The NH90 and Chinook came second and third respectively with the Mi-17 closing the vote. One interesting thing that happened after Malaysian Defence went Dot Com was that the vote for the Russian machine actually increased even after the Auditor General report.
Anyhow as Malaysian Defence mentioned earlier the AW101 CSAR variant will be the most expensive of the four helicopters featured in the poll. With FLIR, radar and EW equipment it will easily cost around US$50 million (around RM170 million)
Malaysian Defence was informed that the budget for the Nuri helicopter programme is around RM600 million, so if the CSAR version of the AW101 was chosen, we will only be able to buy not more than five examples. In fact, if you add the cost for training, it will be not be more than four.
Unless more money is released it looked like as if the Nuri will continue to rule our skies.
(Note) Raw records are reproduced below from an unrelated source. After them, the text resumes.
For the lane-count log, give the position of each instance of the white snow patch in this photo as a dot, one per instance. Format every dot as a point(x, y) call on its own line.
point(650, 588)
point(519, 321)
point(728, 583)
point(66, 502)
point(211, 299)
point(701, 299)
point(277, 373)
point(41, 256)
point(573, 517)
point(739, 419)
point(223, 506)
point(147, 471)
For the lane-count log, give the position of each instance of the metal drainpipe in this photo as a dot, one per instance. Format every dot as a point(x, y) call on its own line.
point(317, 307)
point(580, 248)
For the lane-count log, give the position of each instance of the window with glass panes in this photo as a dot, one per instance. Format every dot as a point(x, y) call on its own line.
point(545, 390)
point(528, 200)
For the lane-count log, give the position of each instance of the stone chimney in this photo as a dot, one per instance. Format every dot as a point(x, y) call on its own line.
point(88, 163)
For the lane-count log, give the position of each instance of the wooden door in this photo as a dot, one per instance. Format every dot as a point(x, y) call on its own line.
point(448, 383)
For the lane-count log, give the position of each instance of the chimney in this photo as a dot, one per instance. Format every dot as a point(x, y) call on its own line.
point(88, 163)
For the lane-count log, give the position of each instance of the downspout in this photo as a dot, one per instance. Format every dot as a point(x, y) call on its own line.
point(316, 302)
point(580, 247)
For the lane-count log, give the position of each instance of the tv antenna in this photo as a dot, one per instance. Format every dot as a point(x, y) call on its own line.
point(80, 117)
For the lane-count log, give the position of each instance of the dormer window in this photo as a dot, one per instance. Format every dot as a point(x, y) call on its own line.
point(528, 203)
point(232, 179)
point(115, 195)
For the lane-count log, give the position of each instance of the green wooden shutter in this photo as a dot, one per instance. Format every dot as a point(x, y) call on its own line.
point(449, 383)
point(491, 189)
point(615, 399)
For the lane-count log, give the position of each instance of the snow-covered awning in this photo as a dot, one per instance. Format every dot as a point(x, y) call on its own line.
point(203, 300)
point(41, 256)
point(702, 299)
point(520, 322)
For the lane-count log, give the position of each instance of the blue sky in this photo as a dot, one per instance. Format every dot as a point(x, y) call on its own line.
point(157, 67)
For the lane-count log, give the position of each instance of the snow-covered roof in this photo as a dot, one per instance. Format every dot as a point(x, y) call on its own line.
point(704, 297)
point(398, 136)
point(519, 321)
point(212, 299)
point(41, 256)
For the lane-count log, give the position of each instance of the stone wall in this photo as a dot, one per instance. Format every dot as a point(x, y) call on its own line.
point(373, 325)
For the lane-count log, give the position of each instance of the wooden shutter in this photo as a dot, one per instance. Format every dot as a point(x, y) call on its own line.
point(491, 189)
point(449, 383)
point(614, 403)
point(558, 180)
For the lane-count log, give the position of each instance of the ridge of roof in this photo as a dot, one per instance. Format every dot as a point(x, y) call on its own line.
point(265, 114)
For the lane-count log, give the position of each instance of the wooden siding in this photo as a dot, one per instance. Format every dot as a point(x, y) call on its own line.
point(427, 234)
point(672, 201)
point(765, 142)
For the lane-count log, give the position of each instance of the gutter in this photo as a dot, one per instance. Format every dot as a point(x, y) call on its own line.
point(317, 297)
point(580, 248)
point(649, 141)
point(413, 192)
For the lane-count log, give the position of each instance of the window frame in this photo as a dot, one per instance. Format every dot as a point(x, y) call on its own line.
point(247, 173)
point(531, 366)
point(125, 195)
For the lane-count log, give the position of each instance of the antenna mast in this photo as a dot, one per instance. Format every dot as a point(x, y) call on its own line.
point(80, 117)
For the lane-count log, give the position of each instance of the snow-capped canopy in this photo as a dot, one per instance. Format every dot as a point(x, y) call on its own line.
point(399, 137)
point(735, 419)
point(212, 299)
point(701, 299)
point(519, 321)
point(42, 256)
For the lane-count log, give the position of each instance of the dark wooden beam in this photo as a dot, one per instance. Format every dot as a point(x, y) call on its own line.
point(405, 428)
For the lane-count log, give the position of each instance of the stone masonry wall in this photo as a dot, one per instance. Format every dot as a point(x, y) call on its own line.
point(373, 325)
But Malaysian Defence believes if we could be smarter, more helicopters could be purchased after the initial batch of four or five.
Smart procurement is the key word. Cut other wasteful projects like the NGPV and others, we may be able to get more helicopters.
The NH90 is of course cheaper but it does not have the legs like the AW101, Chinook is to big and complex for the intended role while the Mi-17 is an old design which is not much better than the Nuri when it comes to modern electronics as exposed by the Auditor General report.
So how are we going to finance the AW101 purchase. By having a smart procurement plan of course. Malaysian Defence list below is not exclusive, if you have other ideas please chip in.
1) Buy the helicopter with cash, not on credit or barter. Like buying tv or fridge, cash is king, we will be able to haggle for the best price.
2) Do not placed any offset or local participation on the manufacturer apart from a full service centre in Kuala Lumpur. Offsets and local participation will only increase the price by at least 20 per cent and in extreme cases by 50 per cent.
3) Make sure the equipment to be installed are the ones recommended and guaranteed by the helicopter manufacturer. Let them haggle the price of these equipment with their sub-contractors.
4) As they will probably give us export versions of the black boxes (electronics) make sure that these equipment are tested and verified by the helicopter manufacturer before it is installed on our helicopters so there will be no integration issues.
5) Signed a fool-proof late delivery penalties to ensure that these helicopters are delivered on time, by 2010 of course.
6) Sent our pilots to undergo training with the helicopter manufacturers as soon as the procurement contract is signed so they will be ready as soon as the helicopters are ready to be commissioned (after completing testing of course)
7) When we decided the helicopter to purchase, make sure we signed for further examples to be purchased once the funds are available.
Malaysian Defence hopes that Mindef would take a hard look at the seven suggestions and see it as constructive criticisms. We do not need further wastefulness as in the past. Too much money has been wasted already.